Fall 2022 - STAT207
Data Science Exploration


Lab 1: Data Science Setup


Overview

This first lab will be different from on the rest, in that it will be comprised of two parts.

  • Parts 0-1: General Class Set Up
      You should complete Parts 0 and 1 described below to set yourself up for this course. You should only need to complete these steps just for this first assignment.

  • Parts 2: Downloading, Editing, and Submitting the Individual and Group Notebooks for this Week

  • Due Date: For full credit, your lab 1 Jupyter notebooks need to be committed and pushed to git before Tuesday August 30 at 11:59pm CST



Part 0: General Class Folder

First, you should create a folder named 'stat207' (we recommend on your Desktop) to hold all of your Python notebooks.

Part 1: Downloading and Setting up Class Software and Tools

Part 1a: Installing Software Tools

To begin to do Data Science, you need a few basic tools installed on your computer. All of these tools are free, open-source and industry standard. We have prepared guides based on what type of computer you have.


Part 1b: Creating your STAT 207 git repository

When working in Data Science, you will want to store all of your code and data together, in the cloud, in a “repository”. For this class, we will be using an Illinois-hosted repository called GitHub Enterprise.


Part 1c: Installing Important Python Packages

In Data Science, all of our programming will be done in “notebooks”. Your python install will need a few libraries in order to run the notebooks.

    Using your command line, run the following:

    conda install jupyter
    conda install pandas
    conda install matplotlib
    conda install seaborn
    

    Potential Error Workaround: IF you get an error about "conda not found" when trying to do this, you can also install these packages by doing the following.

    • Searching for the "miniconda" program you just downloaded, and run what should say "Anaconda Prompt."
    • This will open up another command line window that is specifically for running python commands (for instance commands that install packages).
    • Run the code in this Anaconda Prompt instead
      conda install jupyter
      conda install pandas
      conda install matplotlib
      conda install seaborn
      

    This might take a couple of minutes. You will need to type [y] to confirm you want to install of of the packages (the option [y]/n shows that y is default when you choose no option).

    You can check what has been installed already using the command:

    conda list
    


Part 2: Complete the “lab_01” Notebooks (Individual and Group)

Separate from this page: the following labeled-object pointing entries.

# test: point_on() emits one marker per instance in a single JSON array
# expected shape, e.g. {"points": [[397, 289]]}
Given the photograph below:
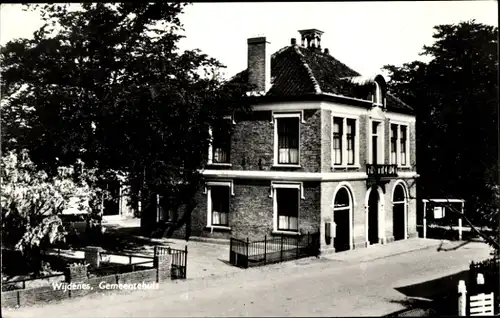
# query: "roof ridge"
{"points": [[315, 83], [398, 99], [283, 49]]}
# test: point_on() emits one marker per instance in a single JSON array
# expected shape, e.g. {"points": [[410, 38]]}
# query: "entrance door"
{"points": [[398, 219], [398, 213], [373, 201], [341, 241]]}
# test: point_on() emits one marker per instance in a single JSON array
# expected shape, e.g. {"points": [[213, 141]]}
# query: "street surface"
{"points": [[325, 287]]}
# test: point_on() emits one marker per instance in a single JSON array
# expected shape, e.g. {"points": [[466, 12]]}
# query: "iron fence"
{"points": [[179, 260], [490, 269], [21, 283], [243, 253]]}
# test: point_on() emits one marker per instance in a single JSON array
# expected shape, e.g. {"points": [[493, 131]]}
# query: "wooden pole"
{"points": [[425, 220], [462, 298], [460, 223]]}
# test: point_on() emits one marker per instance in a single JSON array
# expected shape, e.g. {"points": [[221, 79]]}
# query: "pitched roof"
{"points": [[297, 70]]}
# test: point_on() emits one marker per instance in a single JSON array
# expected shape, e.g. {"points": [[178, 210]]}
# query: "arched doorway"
{"points": [[373, 207], [399, 203], [342, 211]]}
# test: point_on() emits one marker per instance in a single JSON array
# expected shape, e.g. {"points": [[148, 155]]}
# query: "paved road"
{"points": [[310, 288]]}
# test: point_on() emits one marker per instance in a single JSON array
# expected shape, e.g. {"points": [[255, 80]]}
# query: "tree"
{"points": [[32, 202], [455, 100], [105, 83]]}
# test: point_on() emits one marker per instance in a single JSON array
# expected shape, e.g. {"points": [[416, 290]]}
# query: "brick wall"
{"points": [[252, 142], [251, 211]]}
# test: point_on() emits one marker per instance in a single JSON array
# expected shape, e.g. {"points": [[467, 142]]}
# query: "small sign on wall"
{"points": [[438, 212]]}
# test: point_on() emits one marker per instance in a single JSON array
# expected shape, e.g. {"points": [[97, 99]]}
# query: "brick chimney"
{"points": [[311, 39], [259, 64]]}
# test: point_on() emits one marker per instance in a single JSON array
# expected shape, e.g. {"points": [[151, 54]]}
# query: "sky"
{"points": [[363, 35]]}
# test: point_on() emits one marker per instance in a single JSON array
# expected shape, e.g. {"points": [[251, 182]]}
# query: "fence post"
{"points": [[281, 249], [185, 262], [265, 249], [462, 298], [297, 251], [248, 243]]}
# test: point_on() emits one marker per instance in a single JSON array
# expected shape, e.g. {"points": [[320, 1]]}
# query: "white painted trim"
{"points": [[444, 200], [285, 185], [210, 147], [345, 97], [344, 118], [208, 191], [380, 138], [405, 118], [352, 204], [405, 202], [287, 106], [221, 183], [344, 184], [275, 117], [408, 174], [286, 175]]}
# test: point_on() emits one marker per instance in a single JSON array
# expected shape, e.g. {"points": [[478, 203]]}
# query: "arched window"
{"points": [[378, 94], [342, 200], [399, 195]]}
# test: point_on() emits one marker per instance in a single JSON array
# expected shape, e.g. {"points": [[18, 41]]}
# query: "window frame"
{"points": [[275, 186], [344, 155], [399, 124], [275, 117], [211, 147], [208, 192], [380, 138]]}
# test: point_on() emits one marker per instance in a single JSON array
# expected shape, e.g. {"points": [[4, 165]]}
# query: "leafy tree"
{"points": [[106, 83], [455, 100], [32, 202]]}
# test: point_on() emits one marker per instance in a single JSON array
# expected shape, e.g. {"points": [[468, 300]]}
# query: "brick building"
{"points": [[325, 149]]}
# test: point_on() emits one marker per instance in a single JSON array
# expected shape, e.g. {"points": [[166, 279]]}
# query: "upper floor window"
{"points": [[337, 140], [218, 203], [220, 147], [399, 144], [345, 144], [351, 135], [376, 149], [378, 97], [394, 143], [287, 134]]}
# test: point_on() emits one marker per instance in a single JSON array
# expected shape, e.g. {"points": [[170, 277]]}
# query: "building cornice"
{"points": [[294, 176]]}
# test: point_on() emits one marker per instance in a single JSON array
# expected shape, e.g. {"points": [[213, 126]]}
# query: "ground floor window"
{"points": [[286, 206], [218, 203]]}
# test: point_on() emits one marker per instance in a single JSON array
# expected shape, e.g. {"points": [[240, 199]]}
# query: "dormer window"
{"points": [[378, 99]]}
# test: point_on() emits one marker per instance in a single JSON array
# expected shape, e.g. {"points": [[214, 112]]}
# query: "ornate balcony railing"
{"points": [[381, 170]]}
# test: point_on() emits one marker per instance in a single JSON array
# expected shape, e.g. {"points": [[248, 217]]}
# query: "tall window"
{"points": [[288, 208], [344, 142], [394, 142], [375, 131], [220, 200], [337, 140], [351, 133], [221, 146], [402, 140], [288, 140]]}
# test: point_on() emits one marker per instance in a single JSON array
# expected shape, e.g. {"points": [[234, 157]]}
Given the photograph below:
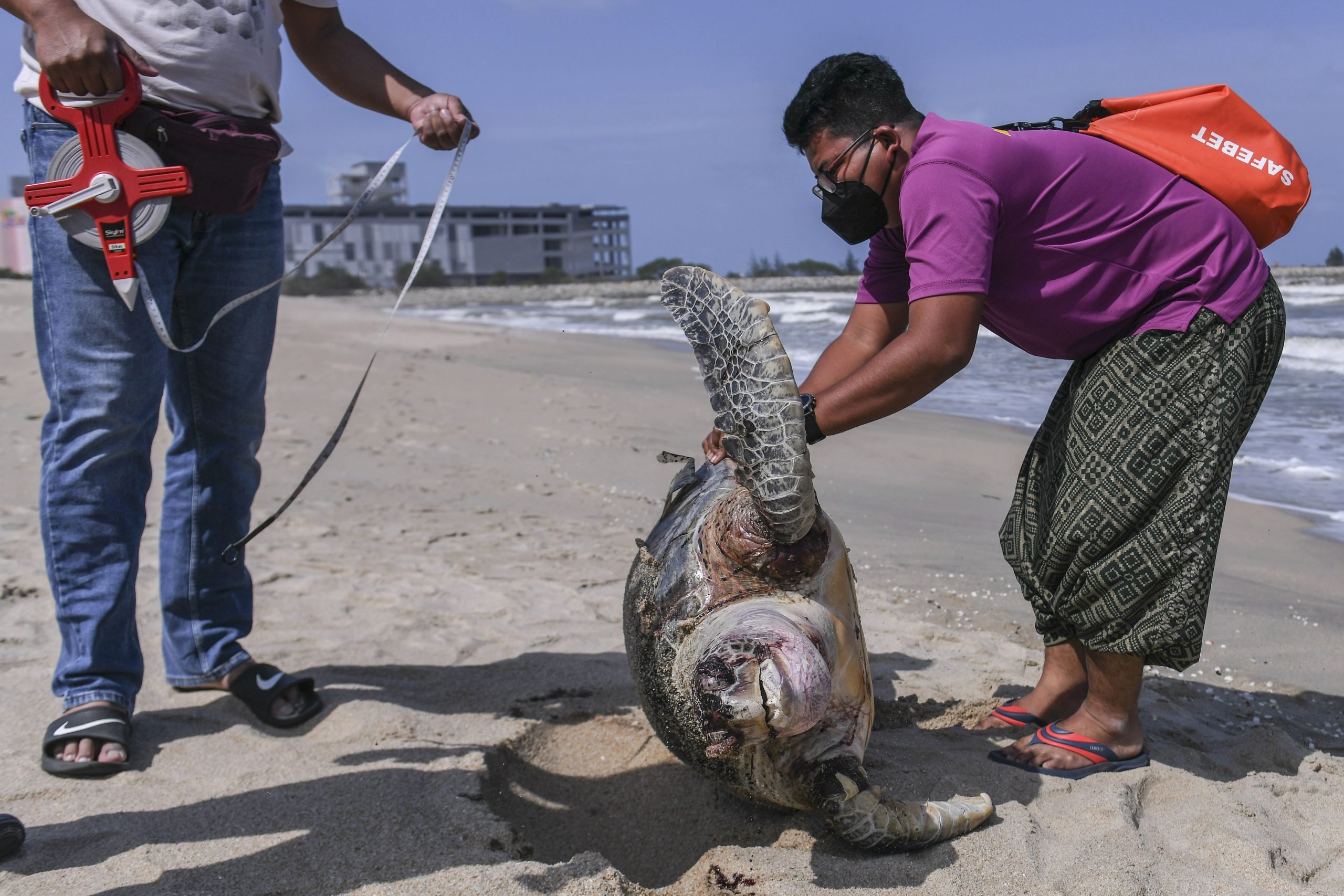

Part 2a: Fetching the Lab Assignment from the Class Respository

    Use your command line, navigate to your stat207 repository, replacing NETID with your own,

      cd Desktop
      cd stat207
      cd NETID

    Then fetch the notebook from our release repository by running the following two git commands:

      git fetch release
      git merge release/lab_01 -m "Merging initial files"
      

    ONLY IF you get an error related to unrelated histories, use:

      git merge release/lab_01 --allow-unrelated-histories -m "Merging initial files" 
      

Part 2b: Opening the Jupyter Notebook Application

Opening the Jupyter notebook application should open up a web browser which displays the file system on your personal computer.

One way to open the notebook application (may not work)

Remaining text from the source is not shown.